Am 13. November 2015 wurde Antoine Leiris der Liebe seines Lebens und der gemeinsame kleine Sohn Melvil seiner Mutter beraubt. Hélène Leiris kam bei dem Attentat im Le Bataclan in Paris ums Leben. Antoine Leiris ist von jetzt auf gleich mit seinem Sohn allein. Trotz seiner tiefen Trauer kann er sich nicht verkriechen, sondern muss für Melvil da sein. Der Kleine versteht noch nicht, was passiert ist. Er vermisst seine Mutter, und Antoine muss einen Weg finden, ihm zu sagen, dass seine geliebte Mama nicht wieder kommen wird.
Das Büchlein ist mit 141 Seiten nicht sehr dick und dabei groß gedruckt, und doch enthält es so viel! Antoine Leiris erzählt seine schmerzvolle Geschichte, die das Schicksal ihm auferlegt hat. Er beschreibt seine eigene Situation und seine Gefühle sehr bildhaft. In seinen Worten kommt die ganze Tragik zum Ausdruck, die er selbst noch gar nicht in vollem Umfang begreifen kann. Für ihn war es vermutlich auch eine Art Trauerbewältigung, dieses Buch zu schreiben. Er schildert seine Bemühungen, zusammen mit seinem Sohn wieder in den Alltag zu finden, seine Erfahrungen mit Menschen im Umkreis der zerstörten kleinen Familie, und er berichtet von den liebevollen, hoffnungsvollen Momenten mit seinem Sohn, die einem ein Lächeln ins Gesicht zaubern (ja, auch das gibt es in diesem Buch, und es ist gut so!).

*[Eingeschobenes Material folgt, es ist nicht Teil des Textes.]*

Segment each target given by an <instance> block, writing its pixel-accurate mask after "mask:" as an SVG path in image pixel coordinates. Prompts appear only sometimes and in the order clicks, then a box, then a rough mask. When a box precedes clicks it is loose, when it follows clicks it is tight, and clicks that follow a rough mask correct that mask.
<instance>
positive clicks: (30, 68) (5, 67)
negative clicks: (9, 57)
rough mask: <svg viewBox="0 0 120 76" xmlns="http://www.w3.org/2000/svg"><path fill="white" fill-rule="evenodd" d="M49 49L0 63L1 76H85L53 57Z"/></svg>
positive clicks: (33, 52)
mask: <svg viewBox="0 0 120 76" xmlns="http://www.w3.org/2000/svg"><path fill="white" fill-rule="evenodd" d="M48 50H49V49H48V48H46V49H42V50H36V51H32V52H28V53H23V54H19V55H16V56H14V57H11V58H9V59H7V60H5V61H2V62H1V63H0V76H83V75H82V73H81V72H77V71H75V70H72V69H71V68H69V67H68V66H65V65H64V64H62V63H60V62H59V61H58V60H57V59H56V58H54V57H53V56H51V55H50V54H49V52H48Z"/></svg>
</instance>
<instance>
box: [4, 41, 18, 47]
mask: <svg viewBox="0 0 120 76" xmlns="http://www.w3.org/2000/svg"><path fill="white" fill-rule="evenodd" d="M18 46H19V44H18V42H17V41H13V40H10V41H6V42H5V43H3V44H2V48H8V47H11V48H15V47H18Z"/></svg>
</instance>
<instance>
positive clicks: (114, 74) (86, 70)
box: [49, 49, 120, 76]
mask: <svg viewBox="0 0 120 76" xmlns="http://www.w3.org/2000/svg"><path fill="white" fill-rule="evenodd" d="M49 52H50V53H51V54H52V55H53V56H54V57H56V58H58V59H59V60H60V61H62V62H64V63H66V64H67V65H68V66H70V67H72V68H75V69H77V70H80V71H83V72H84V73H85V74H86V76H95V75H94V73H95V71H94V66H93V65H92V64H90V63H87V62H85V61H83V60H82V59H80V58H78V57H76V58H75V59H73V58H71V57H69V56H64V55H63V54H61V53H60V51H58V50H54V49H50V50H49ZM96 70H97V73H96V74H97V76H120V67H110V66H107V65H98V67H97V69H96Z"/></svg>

Das Herzstück des Buches ist jedoch der Brief, den Antoine Leiris, an die Attentäter gerichtet, auf Facebook veröffentlicht hat. Dieser beginnt mit den Worten: „Freitag Abend habt ihr das Leben eines außerordentlichen Wesens geraubt, das der Liebe meines Lebens, der Mutter meines Sohnes, aber meinen Hass bekommt ihr nicht“.
Nicht nur dieser Brief, das ganze Buch ist zutiefst berührend. Es spricht von der unendlichen Trauer eines liebenden Mannes und Vaters, es erzählt einerseits von Hoffnungslosigkeit, aber das, was Antoine Leiris geschrieben hat, zeugt auch von einer ungemein starken Geisteshaltung. Die Aufgabe, seinem Sohn das Schicksal der Mutter nahe zu bringen, ist nicht einfach und wird in der Zukunft noch viel Kraft erfordern. Aber er wird das hinbekommen und seinen kleinen Sohn zu einem freien, starken, liebenden Menschen erziehen. Antoine Leiris hasst die Täter nicht, und genau damit trifft er sie! Ich kann die Stärke dieses Mannes nur bewundern.
Das kleine Buch mit dem großen Inhalt kann ich nur jedem ans Herz legen.